Primary neuron and microglia cultures

Primary neuron and microglia cultures were prepared from cerebral cortices of embryonic day (E) 16 ~ 18 mice embryos. Cerebral cortices were dissected and digested with 0.125% trypsin (Life Technologies, 27250-018) and 0.025% DNase I (Biofroxx, 1121MG010) at 37 ℃ for 15 min. Dissociated cells were filtered with 80-µm cell strainer, collected by brief centrifugation and plated on 24-well plates (Corning, 3524) coated with 0.01 mg/mL Poly-D-Lysine (Sigma, P6407) and cultured in DMEM (Life Technologies, 11965-084) containing 10% Fetal Bovine Serum (Life Technologies, Australia, 10099-141), 50 U/mL penicillin-streptomycin (Life Technologies, 15140122). At 6 h after seeding, the medium was changed to Neurobasal medium (Life Technologies, 21103-049) supplemented with 2% B27 (Life Technologies, 17504044) and 50 U/mL penicillin-streptomycin. Neurons were maintained at 37 ℃ in an incubator and grown for 10 ~ 12 days with half of the media replaced every 2 days. Microglia were separated from the mixed primary culture by shaking off for 5 h at 100 rpm and then planked in plates with DMEM medium containing 10% FBS and 50 U/mL penicillin-streptomycin. Primary microglia were transfected in a 6/24-well plate with SiRNA, purchased from GenePharma (Shanghai, China) using siRNA-Mate (GenePharma, G04002), according to the manufacturer’s instructions. The sequences are as follows.

Mouse-Ptafr siRNA:

Forward: 5’-CCAACUUCCAUCAGGCUAUTT-3’

Reverse: 5’-AUAGCCUGAUGGAAGUUGGTT-3’

Negative control:

Forward: 5’-UUCUCCGAACGUGUCACGUTT-3’

Reverse: 5’-ACGUGACACGUUCGGAGAATT-3’

Primary neuron-microglia physical coculture

Cortical neurons (1×10^6 cells/mL) were cultured in 24-well plates and grown for 8 ~ 9 days replaced with Neurobasal medium without B27 supplement, which inhibits the growth of glial cells. Primary microglia (1×10^5 cells/mL) were seeded and cultures 1:10 with neurons.
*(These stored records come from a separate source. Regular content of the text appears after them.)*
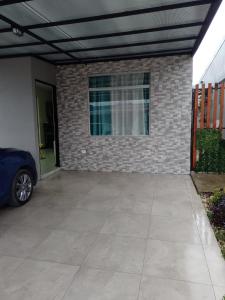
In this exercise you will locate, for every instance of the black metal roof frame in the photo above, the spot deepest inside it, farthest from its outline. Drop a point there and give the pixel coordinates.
(214, 5)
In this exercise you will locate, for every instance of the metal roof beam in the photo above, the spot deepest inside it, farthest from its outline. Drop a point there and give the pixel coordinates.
(106, 47)
(121, 14)
(10, 2)
(212, 11)
(40, 39)
(130, 32)
(181, 51)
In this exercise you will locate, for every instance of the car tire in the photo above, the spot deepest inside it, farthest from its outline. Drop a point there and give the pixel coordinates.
(22, 188)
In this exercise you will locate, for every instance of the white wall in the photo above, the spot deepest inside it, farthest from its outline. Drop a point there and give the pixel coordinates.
(18, 119)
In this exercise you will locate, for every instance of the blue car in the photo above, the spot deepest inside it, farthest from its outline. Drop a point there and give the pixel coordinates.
(18, 176)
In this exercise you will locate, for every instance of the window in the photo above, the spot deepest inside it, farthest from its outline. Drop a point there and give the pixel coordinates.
(119, 104)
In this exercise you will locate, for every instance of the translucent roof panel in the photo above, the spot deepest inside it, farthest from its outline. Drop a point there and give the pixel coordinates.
(60, 10)
(10, 38)
(167, 18)
(24, 50)
(134, 38)
(134, 50)
(31, 17)
(53, 57)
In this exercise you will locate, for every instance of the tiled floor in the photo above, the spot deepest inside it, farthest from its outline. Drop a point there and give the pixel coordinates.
(110, 236)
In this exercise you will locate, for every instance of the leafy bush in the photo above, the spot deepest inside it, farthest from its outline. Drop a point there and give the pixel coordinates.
(218, 213)
(211, 151)
(215, 206)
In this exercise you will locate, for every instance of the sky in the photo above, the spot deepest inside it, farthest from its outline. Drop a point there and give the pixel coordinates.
(210, 44)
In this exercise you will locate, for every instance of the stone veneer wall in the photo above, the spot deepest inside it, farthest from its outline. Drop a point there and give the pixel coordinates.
(165, 150)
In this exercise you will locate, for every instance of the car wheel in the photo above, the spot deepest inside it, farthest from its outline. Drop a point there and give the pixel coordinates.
(22, 188)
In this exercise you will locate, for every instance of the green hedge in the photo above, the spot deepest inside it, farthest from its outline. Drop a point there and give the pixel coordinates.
(211, 151)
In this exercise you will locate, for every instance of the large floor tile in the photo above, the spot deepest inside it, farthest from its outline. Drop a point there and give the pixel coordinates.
(161, 289)
(35, 280)
(116, 253)
(8, 266)
(219, 292)
(204, 228)
(60, 200)
(94, 202)
(46, 217)
(84, 220)
(65, 247)
(176, 261)
(216, 265)
(173, 208)
(127, 224)
(174, 229)
(134, 203)
(9, 215)
(93, 284)
(20, 241)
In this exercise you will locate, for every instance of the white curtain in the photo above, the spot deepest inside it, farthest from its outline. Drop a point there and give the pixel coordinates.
(128, 105)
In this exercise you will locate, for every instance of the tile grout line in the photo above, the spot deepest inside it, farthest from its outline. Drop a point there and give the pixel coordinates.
(146, 245)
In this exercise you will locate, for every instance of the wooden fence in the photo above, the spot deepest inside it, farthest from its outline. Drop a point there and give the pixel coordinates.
(208, 111)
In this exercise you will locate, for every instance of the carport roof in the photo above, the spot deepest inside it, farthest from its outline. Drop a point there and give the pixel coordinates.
(85, 31)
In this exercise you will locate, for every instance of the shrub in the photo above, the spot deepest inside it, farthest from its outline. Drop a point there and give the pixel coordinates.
(211, 149)
(218, 213)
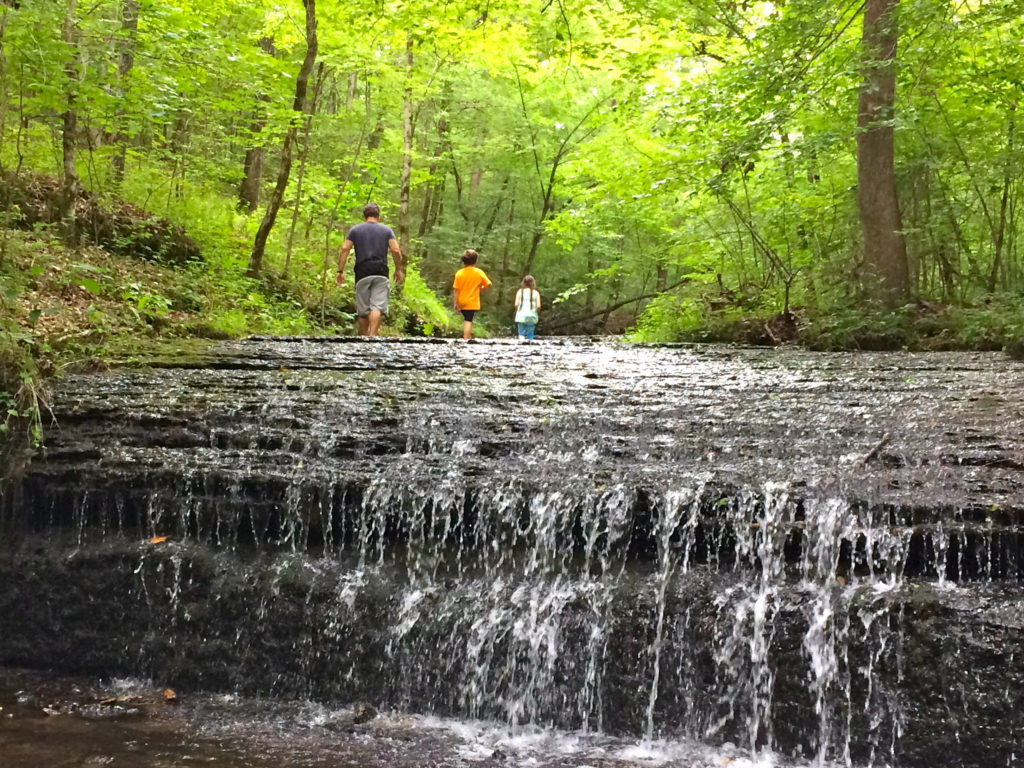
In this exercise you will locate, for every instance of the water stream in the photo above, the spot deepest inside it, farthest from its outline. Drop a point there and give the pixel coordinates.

Oxygen and glucose deprivation and reoxygenation (OGD-R)

OGD experiments were performed using an incubator (Thermo Fisher Scientific, Waltham, USA) with premixed gas (95% N2 and 5% CO2) kept at 37 ℃. To initiate OGD, cells culture medium was replaced with deoxygenated, glucose-free DMEM (Life Technologies, 11966-025). After OGD, the cells were then transferred to a normoxic incubator (95% air and 5% CO2) replaced with normal medium. While, the time of OGD challenge and reoxygenation could be adapted according to different cells and culture system.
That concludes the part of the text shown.